Is there a "batchable" way to do ktutil list
James Ralston
ralston at pobox.com
Mon May 3 00:12:05 EDT 2021
On Wed, Apr 21, 2021 at 6:42 AM Ken Hornstein <kenh at cmf.nrl.navy.mil> wrote:
> > Is there another command that is more script-friendly? If not,
> > can someone share a good way to pass args to the MIT ktutil?
>
> I think "klist -k" does what you want. You can pass arguments to
> ktutil in a script via stdin and parse the output (we do that via a
> script), that looks something like:
>
> (echo "rkt $keytab" ; echo "list") | ktutil | [parse output]
>
> The script this is from is so old, it predates the widespread use of
> the 'printf' command; that would probably be cleaner now.
Related to this: it would be tremendously useful if klist had a flag
to generate output intended to be machine-parsable, such as CSV or
JSON.
Yeah, I get it: the MIT Kerberos software predates UTF-8, let alone
JSON, and was written at a time when wizened greybeards (not machines)
were the ones parsing "klist" output. In terms of development
priorities versus free developer cycles, making klist output CSV/JSON
is probably far down on the priority stack.

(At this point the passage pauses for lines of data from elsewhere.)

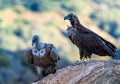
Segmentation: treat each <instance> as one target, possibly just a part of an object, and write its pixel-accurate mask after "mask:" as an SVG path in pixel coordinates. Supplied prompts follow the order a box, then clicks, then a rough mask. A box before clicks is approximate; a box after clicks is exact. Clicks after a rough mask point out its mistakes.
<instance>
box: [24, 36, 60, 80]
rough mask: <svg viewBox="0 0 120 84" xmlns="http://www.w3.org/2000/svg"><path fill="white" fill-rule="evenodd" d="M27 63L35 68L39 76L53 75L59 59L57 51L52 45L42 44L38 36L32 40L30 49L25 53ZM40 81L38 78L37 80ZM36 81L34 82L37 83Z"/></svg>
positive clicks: (55, 68)
mask: <svg viewBox="0 0 120 84" xmlns="http://www.w3.org/2000/svg"><path fill="white" fill-rule="evenodd" d="M25 56H26V59H27V61H28V63H30V64H33V65H35V66H37V72H38V75H39V76H40V75H41V73H42V76H47V75H49V74H53V73H55V72H56V69H57V62H58V60H59V59H60V58H59V54H58V51H57V49H56V48H55V46H54V45H53V44H48V43H43V42H41V41H40V38H39V36H38V35H34V36H33V38H32V49H30V50H28V51H26V53H25ZM39 79H41V78H40V77H38V79H37V80H39ZM37 80H36V81H37Z"/></svg>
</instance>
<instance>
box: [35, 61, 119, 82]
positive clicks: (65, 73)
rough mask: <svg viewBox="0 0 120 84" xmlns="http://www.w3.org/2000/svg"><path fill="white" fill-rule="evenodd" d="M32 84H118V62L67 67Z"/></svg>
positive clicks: (92, 62) (108, 61)
mask: <svg viewBox="0 0 120 84" xmlns="http://www.w3.org/2000/svg"><path fill="white" fill-rule="evenodd" d="M33 84H120V60H108V61H101V60H99V61H98V60H96V61H95V60H90V61H87V62H86V63H81V64H79V65H72V66H68V67H66V68H63V69H60V70H58V71H57V72H56V73H55V74H50V75H48V76H47V77H45V78H44V79H42V80H41V81H38V82H36V83H33Z"/></svg>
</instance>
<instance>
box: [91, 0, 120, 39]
mask: <svg viewBox="0 0 120 84" xmlns="http://www.w3.org/2000/svg"><path fill="white" fill-rule="evenodd" d="M92 3H93V8H94V11H93V12H92V13H91V14H90V18H91V19H93V21H94V22H95V23H96V24H97V25H98V26H99V27H100V28H101V29H103V30H105V31H107V32H108V33H109V34H111V35H112V36H114V37H115V38H119V37H120V25H119V24H120V21H119V18H120V12H119V10H120V1H119V0H110V1H108V0H94V2H92Z"/></svg>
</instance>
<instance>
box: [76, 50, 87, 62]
mask: <svg viewBox="0 0 120 84" xmlns="http://www.w3.org/2000/svg"><path fill="white" fill-rule="evenodd" d="M79 53H80V61H78V62H76V63H75V64H81V63H85V61H84V60H83V58H84V56H83V54H84V52H83V51H82V50H81V51H80V49H79Z"/></svg>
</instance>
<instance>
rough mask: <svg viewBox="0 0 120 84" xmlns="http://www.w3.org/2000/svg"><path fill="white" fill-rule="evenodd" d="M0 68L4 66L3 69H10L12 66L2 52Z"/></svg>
mask: <svg viewBox="0 0 120 84" xmlns="http://www.w3.org/2000/svg"><path fill="white" fill-rule="evenodd" d="M0 66H2V67H9V66H10V61H9V59H8V58H7V56H5V55H4V54H3V53H2V52H1V51H0Z"/></svg>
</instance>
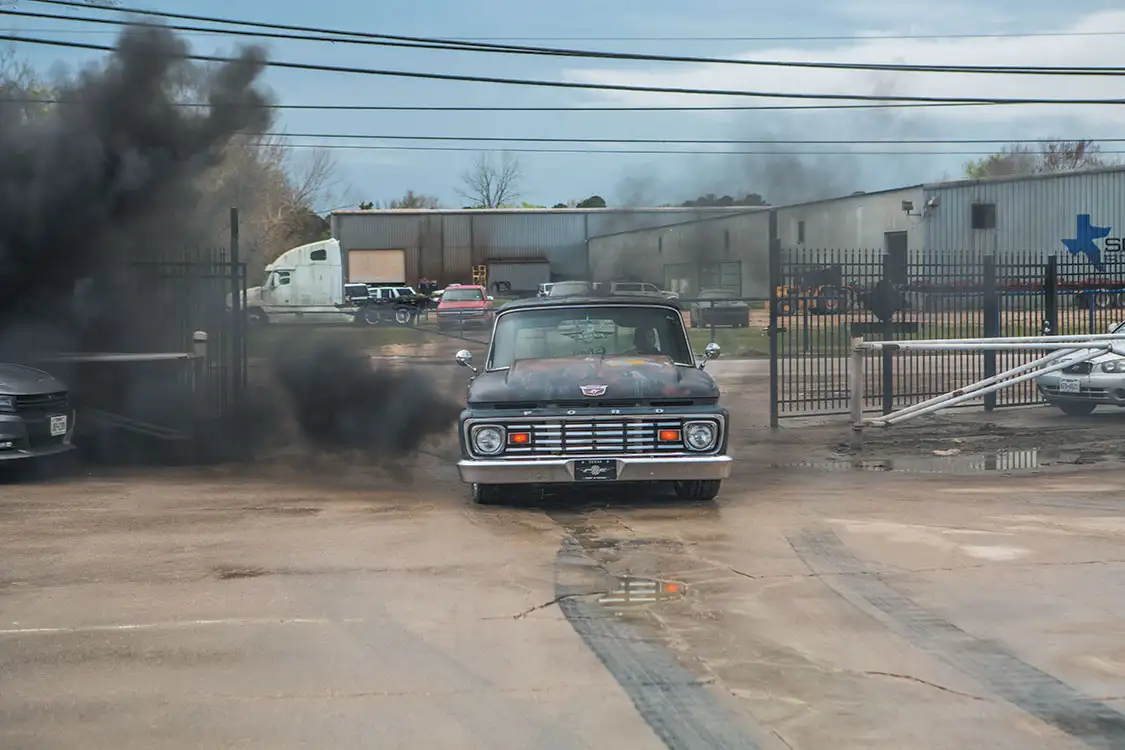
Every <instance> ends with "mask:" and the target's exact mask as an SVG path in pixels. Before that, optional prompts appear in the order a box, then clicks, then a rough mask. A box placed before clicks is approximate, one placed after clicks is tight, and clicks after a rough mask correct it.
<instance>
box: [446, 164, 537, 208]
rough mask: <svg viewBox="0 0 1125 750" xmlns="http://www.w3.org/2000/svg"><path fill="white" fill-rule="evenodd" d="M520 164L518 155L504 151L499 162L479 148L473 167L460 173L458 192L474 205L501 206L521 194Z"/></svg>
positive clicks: (476, 206) (511, 201) (496, 207)
mask: <svg viewBox="0 0 1125 750" xmlns="http://www.w3.org/2000/svg"><path fill="white" fill-rule="evenodd" d="M522 178H523V164H522V163H521V162H520V159H519V156H515V155H514V154H511V153H508V152H504V154H503V156H502V159H501V163H499V164H498V165H497V164H494V163H493V157H492V154H489V153H488V152H481V153H480V154H479V155H478V156H477V159H476V162H475V163H474V165H472V168H471V169H470V170H469V171H467V172H465V173H463V174H462V175H461V184H462V188H460V189H458V190H457V195H459V196H461V197H462V198H465V199H466V200H469V201H470V202H471V204H472V207H474V208H499V207H501V206H504V205H506V204H511V202H512V201H514V200H515V199H516V198H519V197H520V180H521V179H522Z"/></svg>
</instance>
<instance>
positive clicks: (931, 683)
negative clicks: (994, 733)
mask: <svg viewBox="0 0 1125 750" xmlns="http://www.w3.org/2000/svg"><path fill="white" fill-rule="evenodd" d="M858 674H861V675H868V676H872V677H890V678H892V679H904V680H907V681H910V683H917V684H919V685H926V686H927V687H933V688H935V689H937V690H942V692H943V693H952V694H953V695H960V696H961V697H963V698H972V699H973V701H983V702H984V703H994V702H993V701H990V699H989V698H985V697H982V696H979V695H973V694H972V693H962V692H961V690H954V689H953V688H952V687H945V686H944V685H938V684H937V683H930V681H929V680H928V679H922V678H920V677H915V676H913V675H900V674H898V672H881V671H871V670H865V671H862V672H858Z"/></svg>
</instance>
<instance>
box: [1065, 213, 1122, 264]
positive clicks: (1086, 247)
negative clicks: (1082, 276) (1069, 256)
mask: <svg viewBox="0 0 1125 750" xmlns="http://www.w3.org/2000/svg"><path fill="white" fill-rule="evenodd" d="M1111 229H1113V227H1108V226H1095V225H1092V224H1091V223H1090V215H1089V214H1079V215H1078V229H1077V231H1075V233H1074V238H1073V240H1063V241H1062V244H1064V245H1065V246H1066V250H1068V251H1069V252H1070V254H1071V255H1086V257H1087V260H1089V261H1090V264H1091V265H1092V266H1093V268H1096V269H1098V270H1099V271H1100V270H1102V269H1104V268H1105V264H1104V263H1102V262H1101V249H1100V247H1098V245H1097V243H1095V242H1093V241H1095V240H1101V238H1102V237H1106V236H1108V235H1109V232H1110V231H1111Z"/></svg>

But still. Not being able to get machine-readable output out of klist
turns what should be simple and useful scripting tasks, such as "scan
the 9 different TGTs in my credential cache collection and renew any
that expire in less than 12 hours", into "whee, I guess I'm writing a
finite-state automaton in shell again".
And while "klist -k" is a lot easier to parse than "klist" output
(because it's not multi-line), given that at our site we send a
boatload of host telemetry into Splunk every 30 minutes via an input
script that just execs "puppet facts --render-as json", it's
frustrating that there's no easy way to send up keytab data as well.